O efeito paralelo desses direitos é
preocupante. Refere-se a pessoas
envolvidas no noticiário, com versões tão diversas sobre seus atos que,
na batalha das informações, não se
consegue separar o inocente do culpado.
É óbvio que nem todos são anjos
ou demônios, mas a tendência é
acreditar no que se fala de mal, em
estranho fenômeno psicológico que
dá origem à transformação dos policiais aprisionadores-com-estardalhaço e dos promotores-acusadores-idem em heróis da mídia.
Nós, os jornalistas, temos de reconhecer nossa contribuição negativa.
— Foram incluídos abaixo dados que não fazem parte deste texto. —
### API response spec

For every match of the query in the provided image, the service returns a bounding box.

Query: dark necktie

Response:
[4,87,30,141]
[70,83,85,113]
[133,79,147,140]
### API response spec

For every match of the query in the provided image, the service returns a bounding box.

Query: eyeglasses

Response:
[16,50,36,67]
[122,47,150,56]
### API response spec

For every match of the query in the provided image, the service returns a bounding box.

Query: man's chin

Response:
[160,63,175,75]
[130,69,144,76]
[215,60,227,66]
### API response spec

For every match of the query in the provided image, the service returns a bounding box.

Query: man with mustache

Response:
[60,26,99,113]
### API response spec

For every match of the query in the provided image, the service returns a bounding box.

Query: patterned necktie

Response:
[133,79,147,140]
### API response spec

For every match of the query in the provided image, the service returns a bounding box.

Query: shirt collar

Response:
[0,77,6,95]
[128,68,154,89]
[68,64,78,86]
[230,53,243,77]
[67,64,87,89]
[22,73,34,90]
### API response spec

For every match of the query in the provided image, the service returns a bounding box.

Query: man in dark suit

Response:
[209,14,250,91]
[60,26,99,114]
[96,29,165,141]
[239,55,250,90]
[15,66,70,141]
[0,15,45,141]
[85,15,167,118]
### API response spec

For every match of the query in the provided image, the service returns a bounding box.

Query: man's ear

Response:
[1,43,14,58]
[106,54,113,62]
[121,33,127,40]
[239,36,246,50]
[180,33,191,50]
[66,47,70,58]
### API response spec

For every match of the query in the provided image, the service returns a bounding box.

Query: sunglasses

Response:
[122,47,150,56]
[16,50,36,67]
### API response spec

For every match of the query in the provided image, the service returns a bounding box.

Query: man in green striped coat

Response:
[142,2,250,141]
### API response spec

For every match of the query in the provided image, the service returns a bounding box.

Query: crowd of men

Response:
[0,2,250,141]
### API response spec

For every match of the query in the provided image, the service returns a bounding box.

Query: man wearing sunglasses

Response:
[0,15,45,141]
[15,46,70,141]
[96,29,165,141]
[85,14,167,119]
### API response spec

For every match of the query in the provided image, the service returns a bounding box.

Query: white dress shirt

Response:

Poucos direitos são mais importantes que o da preservação do inocente. Se não o garantirmos, estaremos
ajudando os culpados. Estes, cônscios de sua culpa, insistem na inocência com mais empenho que os
inocentes. José Carlos Dias, ex-ministro da Justiça, em entrevista nesta semana, na Folha, focalizou bem
os riscos da divulgação de nomes e
de comportamentos antes da apuração plena, confundindo-se meros
indícios nas referências a "grampos". No outro pólo está a "guerra
psicológica" do Rio de Janeiro, em
que não se tem apuração, mas confronto armado, no qual o inocente
é tão atingido quanto o culpado, indiscriminadamente, e tem o direito
desconsiderado.
A imputação de culpa ao inocente é agravada pela demora dos processos judiciais, que não lhe dá
chance de reparação adequada em
momento próximo dos fatos, mas
apenas depois de anos de espera
pela absolvição. Os parlamentos
são mais vulneráveis às suspeitas
ante o uso abusivo da imunidade
ou do privilégio de foro.
O rapidíssimo crescimento populacional e a concentração urbana
tornaram os meios administrativos
disponíveis menos eficientes que
os da bandidagem organizada. O
defeito situa-se, em parte, na concentração dos recursos disponíveis
em obras aptas a produzirem resultados eleitorais a cada quatro anos.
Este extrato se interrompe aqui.